José Andrés, right, carrying a tray of food, and Sam Bloch, World Central Kitchen’s director of emergency response.

/ National Geographic Films

When José Andrés first came to D.C. in the ‘90s, few knew that the Spanish-born chef would be such a force of nature — not just in the local food scene, but in the world. We Feed People, a new National Geographic Films documentary from veteran filmmaker Ron Howard (A Beautiful Mind), offers a profile of the boisterous restaurateur, depicting him as not just a dedicated humanitarian but as a cigar-chomping, larger-than-life adventurer.

For all his media savvy, the film introduces Andrés, on the scene of some natural disaster, as somebody indifferent to the attention, when he impatiently brushes off a reporter asking for his name.

His workload is indeed demanding. Andrés cuts an operatic figure, ambitious enough to take on what seems like an impossible task, like feeding half a million people in Puerto Rico devastated by Hurricane Maria; or, as he’s been doing more recently — this isn’t covered in the film — getting food to Ukraine residents under siege at home or in refugee camps in Romania and Slovakia.
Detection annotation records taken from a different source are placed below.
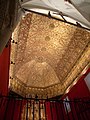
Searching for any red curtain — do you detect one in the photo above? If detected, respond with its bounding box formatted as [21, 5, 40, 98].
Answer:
[0, 45, 11, 95]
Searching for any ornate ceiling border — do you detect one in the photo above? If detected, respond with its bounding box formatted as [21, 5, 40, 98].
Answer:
[9, 13, 90, 98]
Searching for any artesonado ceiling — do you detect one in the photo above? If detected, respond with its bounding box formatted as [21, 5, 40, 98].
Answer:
[10, 13, 90, 98]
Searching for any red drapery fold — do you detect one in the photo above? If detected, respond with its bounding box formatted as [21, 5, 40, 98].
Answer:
[0, 45, 11, 95]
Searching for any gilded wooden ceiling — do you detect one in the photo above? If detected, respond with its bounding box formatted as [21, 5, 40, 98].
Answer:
[10, 14, 90, 98]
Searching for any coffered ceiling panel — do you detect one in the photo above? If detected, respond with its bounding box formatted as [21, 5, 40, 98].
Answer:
[10, 13, 90, 97]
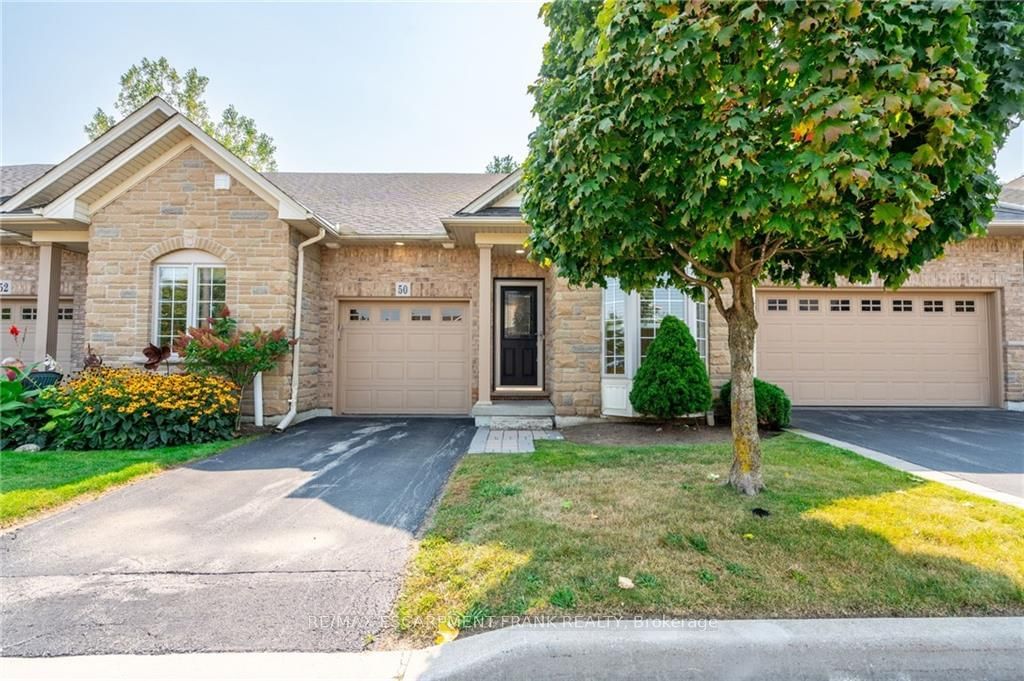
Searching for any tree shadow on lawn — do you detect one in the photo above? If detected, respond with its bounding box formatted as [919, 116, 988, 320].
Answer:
[399, 435, 1024, 641]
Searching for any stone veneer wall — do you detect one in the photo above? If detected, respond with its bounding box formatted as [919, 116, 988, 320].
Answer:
[86, 148, 301, 416]
[709, 237, 1024, 402]
[0, 244, 86, 371]
[318, 243, 577, 413]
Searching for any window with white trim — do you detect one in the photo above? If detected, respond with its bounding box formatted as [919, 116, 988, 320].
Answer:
[601, 279, 708, 378]
[153, 250, 227, 346]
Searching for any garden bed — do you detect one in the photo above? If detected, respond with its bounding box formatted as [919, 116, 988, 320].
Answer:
[397, 436, 1024, 644]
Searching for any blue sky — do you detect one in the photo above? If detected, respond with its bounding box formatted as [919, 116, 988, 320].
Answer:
[0, 1, 1024, 180]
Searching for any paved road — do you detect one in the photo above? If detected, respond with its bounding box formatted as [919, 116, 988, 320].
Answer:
[0, 419, 474, 655]
[793, 408, 1024, 498]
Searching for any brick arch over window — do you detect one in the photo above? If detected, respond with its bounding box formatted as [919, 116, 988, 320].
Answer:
[142, 237, 238, 265]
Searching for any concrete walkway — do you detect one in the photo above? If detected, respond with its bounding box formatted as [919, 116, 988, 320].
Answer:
[6, 618, 1024, 681]
[469, 428, 563, 454]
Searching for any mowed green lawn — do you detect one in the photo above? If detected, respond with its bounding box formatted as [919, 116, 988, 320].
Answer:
[0, 439, 248, 527]
[398, 434, 1024, 642]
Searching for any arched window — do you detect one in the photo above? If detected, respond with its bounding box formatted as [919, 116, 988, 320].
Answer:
[153, 249, 227, 345]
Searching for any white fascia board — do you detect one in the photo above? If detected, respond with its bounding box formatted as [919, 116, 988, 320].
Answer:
[43, 114, 186, 219]
[459, 168, 522, 213]
[2, 97, 177, 212]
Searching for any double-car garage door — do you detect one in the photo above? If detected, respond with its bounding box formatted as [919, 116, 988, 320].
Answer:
[757, 289, 993, 407]
[337, 299, 471, 414]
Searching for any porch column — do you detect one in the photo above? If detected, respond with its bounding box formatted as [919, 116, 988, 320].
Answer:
[476, 244, 493, 405]
[33, 243, 63, 361]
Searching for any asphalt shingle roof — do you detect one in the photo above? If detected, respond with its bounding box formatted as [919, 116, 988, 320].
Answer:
[264, 173, 506, 237]
[0, 163, 53, 202]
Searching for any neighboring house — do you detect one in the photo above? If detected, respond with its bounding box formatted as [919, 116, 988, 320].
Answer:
[0, 98, 1024, 422]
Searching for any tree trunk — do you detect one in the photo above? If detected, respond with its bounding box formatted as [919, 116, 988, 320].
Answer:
[726, 274, 765, 496]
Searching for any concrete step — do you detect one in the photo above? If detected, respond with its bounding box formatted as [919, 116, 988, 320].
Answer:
[471, 399, 555, 430]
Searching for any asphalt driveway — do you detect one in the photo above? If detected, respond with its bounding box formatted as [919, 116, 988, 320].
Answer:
[0, 419, 475, 655]
[793, 409, 1024, 498]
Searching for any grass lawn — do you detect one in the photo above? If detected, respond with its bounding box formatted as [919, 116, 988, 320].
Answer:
[0, 438, 251, 527]
[398, 434, 1024, 642]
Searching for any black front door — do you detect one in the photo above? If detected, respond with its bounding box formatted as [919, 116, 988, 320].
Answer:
[499, 286, 538, 385]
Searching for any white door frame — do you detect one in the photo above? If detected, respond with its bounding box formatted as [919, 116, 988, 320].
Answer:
[490, 279, 545, 392]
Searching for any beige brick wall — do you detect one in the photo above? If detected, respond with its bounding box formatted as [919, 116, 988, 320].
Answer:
[0, 244, 86, 371]
[548, 274, 602, 416]
[86, 148, 301, 416]
[318, 243, 581, 414]
[709, 237, 1024, 401]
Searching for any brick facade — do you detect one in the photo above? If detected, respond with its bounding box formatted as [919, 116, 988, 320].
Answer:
[85, 148, 307, 416]
[0, 244, 86, 371]
[709, 237, 1024, 402]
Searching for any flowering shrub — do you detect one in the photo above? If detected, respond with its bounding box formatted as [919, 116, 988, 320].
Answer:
[55, 369, 239, 450]
[174, 305, 296, 425]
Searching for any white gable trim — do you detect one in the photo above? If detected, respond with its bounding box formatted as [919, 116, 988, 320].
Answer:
[459, 168, 522, 213]
[43, 114, 330, 226]
[2, 97, 177, 212]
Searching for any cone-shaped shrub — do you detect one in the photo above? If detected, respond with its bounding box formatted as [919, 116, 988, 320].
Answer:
[630, 316, 711, 419]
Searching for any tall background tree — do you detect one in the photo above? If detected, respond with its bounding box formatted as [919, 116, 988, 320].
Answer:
[85, 57, 278, 171]
[522, 0, 1024, 494]
[483, 156, 519, 173]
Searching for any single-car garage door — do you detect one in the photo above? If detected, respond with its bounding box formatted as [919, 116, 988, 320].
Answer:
[757, 289, 992, 407]
[338, 300, 470, 414]
[0, 297, 75, 374]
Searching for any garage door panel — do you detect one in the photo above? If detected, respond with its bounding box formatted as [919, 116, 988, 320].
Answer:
[338, 301, 471, 414]
[758, 290, 992, 406]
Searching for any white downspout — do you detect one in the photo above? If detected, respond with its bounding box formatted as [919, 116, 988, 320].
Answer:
[278, 227, 327, 432]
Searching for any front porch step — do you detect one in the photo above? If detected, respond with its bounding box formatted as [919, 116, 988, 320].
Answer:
[471, 399, 555, 430]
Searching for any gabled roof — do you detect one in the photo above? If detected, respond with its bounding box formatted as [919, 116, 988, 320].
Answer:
[0, 97, 334, 231]
[0, 97, 177, 213]
[264, 173, 506, 238]
[0, 163, 53, 204]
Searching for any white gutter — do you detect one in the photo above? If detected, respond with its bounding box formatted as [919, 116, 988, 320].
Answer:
[276, 227, 327, 432]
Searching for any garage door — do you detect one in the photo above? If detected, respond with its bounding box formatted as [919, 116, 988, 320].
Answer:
[0, 297, 75, 374]
[757, 289, 992, 407]
[338, 300, 470, 414]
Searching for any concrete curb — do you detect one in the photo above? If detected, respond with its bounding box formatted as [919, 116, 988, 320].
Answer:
[786, 428, 1024, 508]
[0, 618, 1024, 681]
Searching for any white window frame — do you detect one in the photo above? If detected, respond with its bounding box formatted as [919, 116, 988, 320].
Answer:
[150, 249, 227, 348]
[600, 280, 711, 417]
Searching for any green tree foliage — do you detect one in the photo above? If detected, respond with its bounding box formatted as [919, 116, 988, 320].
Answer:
[483, 156, 519, 173]
[522, 0, 1024, 494]
[85, 56, 278, 171]
[719, 379, 793, 430]
[630, 316, 711, 420]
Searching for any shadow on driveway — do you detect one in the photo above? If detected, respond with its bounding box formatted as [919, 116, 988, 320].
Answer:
[0, 418, 475, 655]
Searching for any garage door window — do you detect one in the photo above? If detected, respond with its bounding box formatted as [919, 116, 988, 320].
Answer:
[441, 307, 462, 322]
[153, 250, 227, 346]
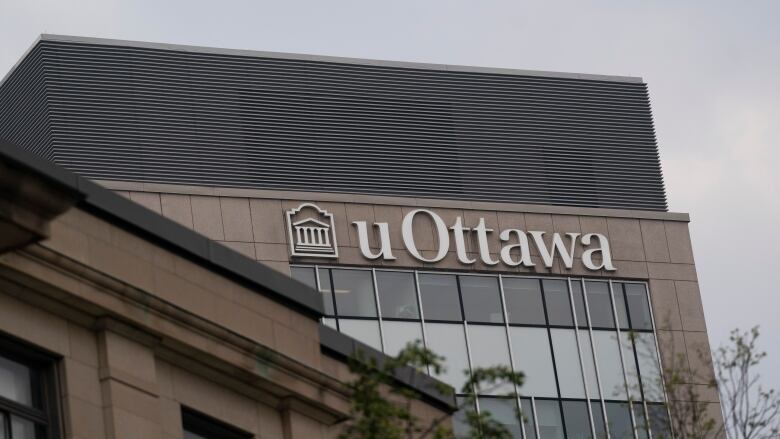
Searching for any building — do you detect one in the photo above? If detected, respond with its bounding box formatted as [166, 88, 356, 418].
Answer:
[0, 36, 720, 439]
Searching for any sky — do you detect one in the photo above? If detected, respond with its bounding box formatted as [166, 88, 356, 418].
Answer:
[0, 0, 780, 389]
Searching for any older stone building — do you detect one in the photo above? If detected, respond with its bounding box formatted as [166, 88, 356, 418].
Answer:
[0, 36, 720, 439]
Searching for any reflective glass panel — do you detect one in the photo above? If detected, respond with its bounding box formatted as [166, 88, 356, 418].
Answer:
[625, 284, 653, 330]
[479, 398, 522, 439]
[418, 273, 463, 322]
[502, 277, 546, 325]
[458, 276, 504, 323]
[11, 416, 36, 439]
[585, 282, 615, 328]
[620, 332, 642, 401]
[452, 397, 474, 439]
[631, 402, 650, 439]
[590, 402, 607, 439]
[542, 279, 574, 326]
[561, 401, 593, 439]
[593, 331, 627, 400]
[571, 279, 588, 327]
[331, 269, 376, 317]
[466, 324, 514, 395]
[536, 399, 564, 439]
[317, 268, 336, 316]
[580, 329, 601, 398]
[322, 317, 338, 329]
[339, 319, 382, 351]
[509, 326, 558, 398]
[550, 328, 585, 398]
[0, 357, 33, 406]
[605, 402, 634, 439]
[376, 271, 420, 319]
[647, 404, 672, 439]
[634, 332, 664, 402]
[612, 282, 628, 329]
[425, 323, 469, 392]
[382, 320, 422, 357]
[520, 398, 536, 439]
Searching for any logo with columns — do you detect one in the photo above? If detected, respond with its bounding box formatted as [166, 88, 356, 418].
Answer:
[287, 203, 339, 258]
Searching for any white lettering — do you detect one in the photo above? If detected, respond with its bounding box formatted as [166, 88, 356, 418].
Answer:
[582, 233, 617, 271]
[528, 231, 580, 269]
[470, 218, 498, 265]
[401, 209, 450, 262]
[450, 217, 477, 264]
[352, 221, 395, 261]
[499, 229, 535, 267]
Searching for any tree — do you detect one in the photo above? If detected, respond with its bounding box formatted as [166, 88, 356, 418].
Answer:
[340, 341, 523, 439]
[654, 327, 780, 439]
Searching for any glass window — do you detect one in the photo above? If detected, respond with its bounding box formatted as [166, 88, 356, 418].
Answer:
[520, 398, 536, 439]
[418, 274, 463, 322]
[11, 416, 36, 439]
[317, 268, 336, 316]
[452, 396, 475, 439]
[509, 326, 558, 398]
[631, 402, 650, 439]
[339, 319, 382, 351]
[331, 269, 376, 317]
[593, 331, 627, 400]
[625, 284, 653, 330]
[604, 402, 634, 439]
[634, 332, 664, 402]
[181, 408, 252, 439]
[425, 323, 469, 392]
[503, 277, 547, 325]
[561, 401, 593, 439]
[542, 279, 574, 326]
[570, 279, 588, 327]
[376, 271, 420, 319]
[580, 329, 601, 398]
[620, 332, 642, 401]
[458, 276, 504, 323]
[550, 328, 585, 398]
[536, 399, 563, 439]
[382, 320, 422, 356]
[479, 398, 522, 439]
[0, 357, 33, 406]
[590, 402, 607, 439]
[585, 282, 615, 328]
[466, 325, 515, 395]
[647, 404, 672, 439]
[612, 282, 628, 329]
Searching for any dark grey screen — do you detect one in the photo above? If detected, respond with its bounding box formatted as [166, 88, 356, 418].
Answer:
[0, 37, 666, 211]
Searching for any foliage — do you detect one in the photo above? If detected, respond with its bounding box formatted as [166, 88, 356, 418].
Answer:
[340, 341, 523, 439]
[662, 327, 780, 439]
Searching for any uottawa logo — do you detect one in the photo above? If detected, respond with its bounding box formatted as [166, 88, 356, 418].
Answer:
[287, 203, 339, 258]
[287, 203, 616, 271]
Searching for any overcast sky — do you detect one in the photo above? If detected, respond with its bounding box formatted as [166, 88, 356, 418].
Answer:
[0, 0, 780, 388]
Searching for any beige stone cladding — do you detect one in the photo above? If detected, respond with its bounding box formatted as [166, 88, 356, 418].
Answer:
[102, 182, 717, 422]
[0, 207, 450, 439]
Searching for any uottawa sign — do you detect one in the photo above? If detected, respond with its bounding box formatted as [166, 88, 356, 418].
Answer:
[286, 203, 615, 271]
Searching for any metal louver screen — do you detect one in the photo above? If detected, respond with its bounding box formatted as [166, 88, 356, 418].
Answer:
[0, 39, 666, 210]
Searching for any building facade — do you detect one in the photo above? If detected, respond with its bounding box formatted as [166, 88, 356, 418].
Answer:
[0, 37, 720, 439]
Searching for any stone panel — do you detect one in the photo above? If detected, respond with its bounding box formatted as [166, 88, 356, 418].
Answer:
[607, 218, 645, 261]
[219, 198, 253, 242]
[639, 220, 669, 262]
[192, 196, 225, 241]
[160, 194, 194, 229]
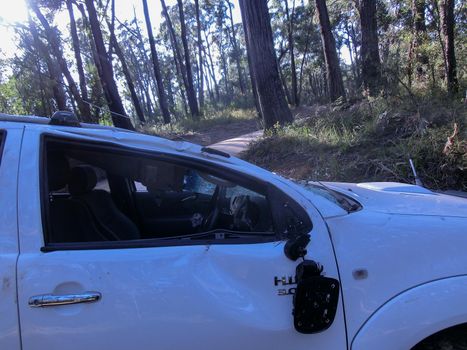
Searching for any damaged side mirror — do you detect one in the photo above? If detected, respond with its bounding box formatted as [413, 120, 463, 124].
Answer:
[293, 260, 339, 334]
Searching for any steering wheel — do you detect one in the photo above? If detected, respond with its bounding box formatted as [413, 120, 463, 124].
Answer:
[201, 185, 224, 232]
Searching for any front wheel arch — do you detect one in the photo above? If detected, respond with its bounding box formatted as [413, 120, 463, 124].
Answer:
[411, 323, 467, 350]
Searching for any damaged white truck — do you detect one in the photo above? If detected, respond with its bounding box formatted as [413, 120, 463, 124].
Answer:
[0, 113, 467, 350]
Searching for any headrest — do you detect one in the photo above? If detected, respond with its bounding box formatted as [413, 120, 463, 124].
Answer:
[47, 152, 70, 191]
[141, 163, 186, 193]
[68, 165, 97, 195]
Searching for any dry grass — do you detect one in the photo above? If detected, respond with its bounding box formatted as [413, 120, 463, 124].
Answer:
[243, 94, 467, 190]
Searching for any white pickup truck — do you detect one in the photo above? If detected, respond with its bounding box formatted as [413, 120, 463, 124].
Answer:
[0, 113, 467, 350]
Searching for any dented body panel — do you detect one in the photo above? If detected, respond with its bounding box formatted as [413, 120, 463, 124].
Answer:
[0, 123, 24, 350]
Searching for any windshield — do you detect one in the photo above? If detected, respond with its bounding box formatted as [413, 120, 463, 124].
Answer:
[296, 181, 362, 213]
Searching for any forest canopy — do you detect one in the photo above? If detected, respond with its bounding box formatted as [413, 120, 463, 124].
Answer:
[0, 0, 467, 128]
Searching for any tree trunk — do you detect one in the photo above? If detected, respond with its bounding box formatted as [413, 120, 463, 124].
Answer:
[29, 14, 67, 110]
[109, 31, 146, 123]
[177, 0, 199, 119]
[85, 0, 134, 130]
[161, 0, 188, 111]
[143, 0, 170, 124]
[284, 0, 300, 106]
[227, 0, 245, 95]
[66, 0, 92, 121]
[359, 0, 382, 96]
[316, 0, 345, 101]
[195, 0, 204, 110]
[439, 0, 459, 94]
[204, 32, 219, 101]
[239, 0, 293, 129]
[28, 1, 91, 122]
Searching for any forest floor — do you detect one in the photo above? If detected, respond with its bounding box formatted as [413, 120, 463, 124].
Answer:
[240, 98, 467, 191]
[146, 97, 467, 191]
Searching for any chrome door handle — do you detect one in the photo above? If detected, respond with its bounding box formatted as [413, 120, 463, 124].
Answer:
[28, 292, 102, 307]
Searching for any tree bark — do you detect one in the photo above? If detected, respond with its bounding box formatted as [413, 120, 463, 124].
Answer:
[239, 0, 293, 129]
[359, 0, 382, 96]
[408, 0, 428, 87]
[143, 0, 170, 124]
[177, 0, 199, 119]
[227, 0, 245, 95]
[29, 14, 67, 110]
[284, 0, 300, 106]
[195, 0, 204, 110]
[439, 0, 459, 94]
[109, 31, 146, 123]
[66, 0, 92, 121]
[316, 0, 345, 101]
[85, 0, 134, 130]
[28, 1, 92, 122]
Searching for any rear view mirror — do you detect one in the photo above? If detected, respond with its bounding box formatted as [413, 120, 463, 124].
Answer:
[293, 260, 339, 334]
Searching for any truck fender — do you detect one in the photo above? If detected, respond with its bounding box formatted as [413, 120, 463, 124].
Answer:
[350, 275, 467, 350]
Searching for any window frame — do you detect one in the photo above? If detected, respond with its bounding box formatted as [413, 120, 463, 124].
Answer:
[39, 133, 312, 252]
[0, 129, 7, 166]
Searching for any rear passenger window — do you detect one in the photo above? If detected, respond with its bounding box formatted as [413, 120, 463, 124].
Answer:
[43, 140, 277, 246]
[0, 130, 5, 165]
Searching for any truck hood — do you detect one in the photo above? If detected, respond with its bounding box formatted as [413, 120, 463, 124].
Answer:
[325, 182, 467, 218]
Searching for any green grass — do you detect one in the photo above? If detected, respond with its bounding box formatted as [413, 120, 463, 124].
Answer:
[139, 107, 256, 136]
[243, 96, 467, 190]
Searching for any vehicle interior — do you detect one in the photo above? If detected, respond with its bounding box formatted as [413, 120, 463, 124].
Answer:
[43, 141, 275, 243]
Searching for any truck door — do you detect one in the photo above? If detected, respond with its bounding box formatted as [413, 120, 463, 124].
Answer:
[18, 129, 346, 350]
[0, 122, 23, 350]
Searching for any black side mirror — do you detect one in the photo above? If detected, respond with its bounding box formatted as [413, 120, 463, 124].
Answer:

Andrés sees his work not just as a job, but as a vocation: “I love the word ‘cook’… for me it’s very romantic: a cocinero is person who is there on the stove with the fire … feeling the fire!”

Earlier in his career, that vocation meant introducing the region to Spanish classics at his flagship Jaleo, or to molecular gastronomy at the now two-Michelin-starred minibar. Now, Andrés also feels that fire whenever he runs to places in need. He was inspired by DC Central Kitchen, which was founded by Robert Egger in 1989 to distribute leftover food to at-risk individuals and provide job training for those experiencing homelessness. With that model in mind, Andrés founded World Central Kitchen in 2010, a nonprofit organization dedicated to providing food to people in areas devastated by natural disasters.

“I am good at seeing opportunity where others see mayhem,” Andrés says in the film.

José Andrés walking through rubble from collapsed building remains in Haiti after a 2021 earthquake. Clara Wetzel / National Geographic

That mayhem can be humbling. The chef recounts a mission in Haiti, when women helping him prepare beans told him that his method for cooking them differed from the way they would traditionally do it.  Sure, he has more than a dozen restaurants in America — he’s Jose Andrés! — but after that exchange, wherever he provides aid, he makes sure he cooks what locals want, he says.

While Andrés is the focus of We Feed People, much time is spent on World Central Kitchen staff, from CEO Nate Mook to a retiree who doesn’t want to just stay home watching disasters on the news, to another volunteer who delivers food to people in the Bahamas with a hug.

That Bahamas scene was from a mission undertaken before the pandemic changed everything, but Andrés hasn’t let that slow him down; the film also shows him bringing food to parts of The Navajo Nation hard-hit by the coronavirus.

Although Andrés can come off like a workaholic savior, We Feed People doesn’t canonize its subject. There’s a downside: dad cooks, but mom feeds the family. Andrés’ daughter Ines apologizes in advance to friends in case her unpredictable dad says something embarrassing, and when fans who see him at the Dupont farmer’s market want him to pose for pictures, she’s annoyed his attention is always somewhere else.

He also has a temper. In one scene, frustrated when a worker hands a woman a sandwich out of line he doesn’t want to cause a rush Andrés explodes at the staff member. He quickly apologizes, not only to his staff but to the hungry woman.

For Andrés, it’s important that he isn’t just giving handouts. Instead, he tries to help people help themselves,in one case by installing a new industrial-sized kitchen in a Guatemalan village so residents can take over after WCK moves on.

Director Ron Howard is best known for fiction features such as Splash and Solo: A Star Wars Story, and his documentaries have involved such high-profile subjects as Paul McCartney and Ringo Starr in Beatles documentary Eight Days a Week. He’s also been drawn to exploring natural disasters, including his last documentary, Rebuilding Paradise (2020), which followed a California town trying to recover from catastrophic wildfires in 2018.

While We Feed People is populated with plenty of talking head interviews, Howard largely builds this profile by simply following Andrés at work, whether planning logistics in a makeshift conference room or going out on the road, whether that means embedding the camera in a riverboat, a helicopter, or a truck that unexpectedly runs out of gas. This is one of the few times the chef is left speechless, but in the end, there’s always some small comfort: a big cigar.

We Feed People screens at the Smithsonian’s National Portrait Gallery on April 28, with Jose Andrés and Ron Howard in attendance, and at National Geographic on April 29 and for World Central Kitchen donors. The film will be available on Disney+ on May 27.